As part of the program, the Richmond County Sheriff’s Office has partnered with the State of Georgia through Serenity Behavioral Health to pair deputies with social workers trained to handle mental health calls.
“We saw that was valuable,” explains Chief Clayton. “We’ve seen we’ve started to reduce calls.”
The problem was shortly after the CIT program started, the COVID pandemic began.
The mayor’s office says state resources and the workforce are limited, and in the end, funds for the CIT program have been cut.
Meanwhile, as I-TEAM has shown you in a year-long series The “Faces of Homelessness” Our homeless population jumped nearly 150% post-pandemic and our mental health systems are still in crisis.
Will Rioux: “Do you feel the CIT program could have helped with that incident?”
PRESIDENT CLAYTON: “Yeah, and I hate to speculate on that, but I always think if you have somebody as a professional trained in dealing with mental health topics, you know, that could definitely be helpful. And that’s something that I think we have to prioritize going forward.”

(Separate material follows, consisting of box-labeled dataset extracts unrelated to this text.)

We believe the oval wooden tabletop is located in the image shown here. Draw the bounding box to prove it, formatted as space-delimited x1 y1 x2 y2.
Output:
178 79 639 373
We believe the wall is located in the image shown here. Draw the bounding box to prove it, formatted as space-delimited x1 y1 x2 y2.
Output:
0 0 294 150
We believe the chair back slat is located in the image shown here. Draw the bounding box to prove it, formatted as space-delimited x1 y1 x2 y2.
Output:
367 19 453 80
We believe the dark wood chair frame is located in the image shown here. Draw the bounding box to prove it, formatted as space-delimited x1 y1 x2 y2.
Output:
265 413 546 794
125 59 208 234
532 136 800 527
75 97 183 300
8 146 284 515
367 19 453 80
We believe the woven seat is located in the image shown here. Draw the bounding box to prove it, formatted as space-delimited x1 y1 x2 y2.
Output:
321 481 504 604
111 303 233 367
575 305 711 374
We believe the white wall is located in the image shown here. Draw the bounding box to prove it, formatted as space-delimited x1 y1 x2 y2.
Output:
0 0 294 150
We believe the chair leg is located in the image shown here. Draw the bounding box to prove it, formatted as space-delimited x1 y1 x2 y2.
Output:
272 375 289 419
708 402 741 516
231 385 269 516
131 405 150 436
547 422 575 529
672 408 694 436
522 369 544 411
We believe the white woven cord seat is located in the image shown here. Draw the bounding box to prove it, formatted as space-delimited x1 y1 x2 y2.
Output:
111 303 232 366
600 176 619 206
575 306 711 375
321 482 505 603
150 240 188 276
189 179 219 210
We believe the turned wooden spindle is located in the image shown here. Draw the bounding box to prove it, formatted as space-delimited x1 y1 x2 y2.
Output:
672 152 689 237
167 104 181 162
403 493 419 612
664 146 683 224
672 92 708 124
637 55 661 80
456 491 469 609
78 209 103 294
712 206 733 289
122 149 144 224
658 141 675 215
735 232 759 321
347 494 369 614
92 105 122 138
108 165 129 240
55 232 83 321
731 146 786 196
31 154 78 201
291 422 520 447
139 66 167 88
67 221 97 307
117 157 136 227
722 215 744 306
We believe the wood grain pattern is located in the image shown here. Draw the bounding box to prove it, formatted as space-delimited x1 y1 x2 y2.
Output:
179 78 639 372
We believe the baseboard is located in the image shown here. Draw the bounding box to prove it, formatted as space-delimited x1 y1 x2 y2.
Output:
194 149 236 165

We analyzed five years of data from 2017 to 2022 and found that mental health calls increased by 66 percent in Augusta, peaking at more than 2,800 calls for MPs in 2022 alone.
“It’s not one-minute calls or five minutes,” Chief Clayton explains. “These are calls that are going to take 30 minutes and an hour to hours sometimes because we’re dealing with mentally ill people.”
Critical time prevents deputies from returning to the road to patrol for calls that they are not adequately trained to handle at the end of the day.
“We had a lot of support initially from the mayor and the commissioners saying they wanted to have this program and then we proposed it last year…and the cockroaches,” says President Clayton.
Last November, the mayor’s office asked the commissioners to create two behavioral health professionals under the mayor’s office because Serenity was understaffed.
The cost is $150,000 including salary, benefits and equipment.
According to the Sheriff’s Office’s budget request, he requested 15 items but only three were approved. Behavioral health professionals were not one of them.
Specialists will also provide comprehensive services to conduct follow-ups, ensure mental health issues are linked to resources, and initiate a case file.
I-TEAM lobbied new Augusta Mayor Garnett Johnson on local dollars to deal with a local crisis.
Mayor Garnett Johnson “The City of Augusta certainly has some budgetary challenges and certainly isn’t going to want to commit to that at this point.”
Will Rio: “But is that something you could possibly pay for or would you pay for in the future?”
Mayor Garnett Johnson: “I’m not sure as you mentioned, our budget is really stretched out of control right now, and we’re doing some of the simplest things for our taxpayers, making sure we maintain our infrastructure, making sure we have proper lighting in areas now that wasn’t. So, I’ll be Supporting those dollars as they flow through the state and federal levels.”
A clear problem with no clear solution.
I-TEAM asked Nelson Graham’s brother Denzel if he thought his brother would still be alive today if mental health professionals were in their place.
“Not at all. 100 percent…to see the turnaround in his life and to see that he was crying out to us for help and we tried to help him and it cost him his life, he will be with me forever and he will be with me.”
A brother, father and husband screaming for help and no one trained to help him is there to answer the call.
In November, I-TEAM showed you another incident where a family member called deputies to help get a loved one to hospital. A mother called when her son was in crisis and the deputy ended up hitting him in the head and putting him in jail for two weeks. When I-TEAM started asking questions, all charges were dropped.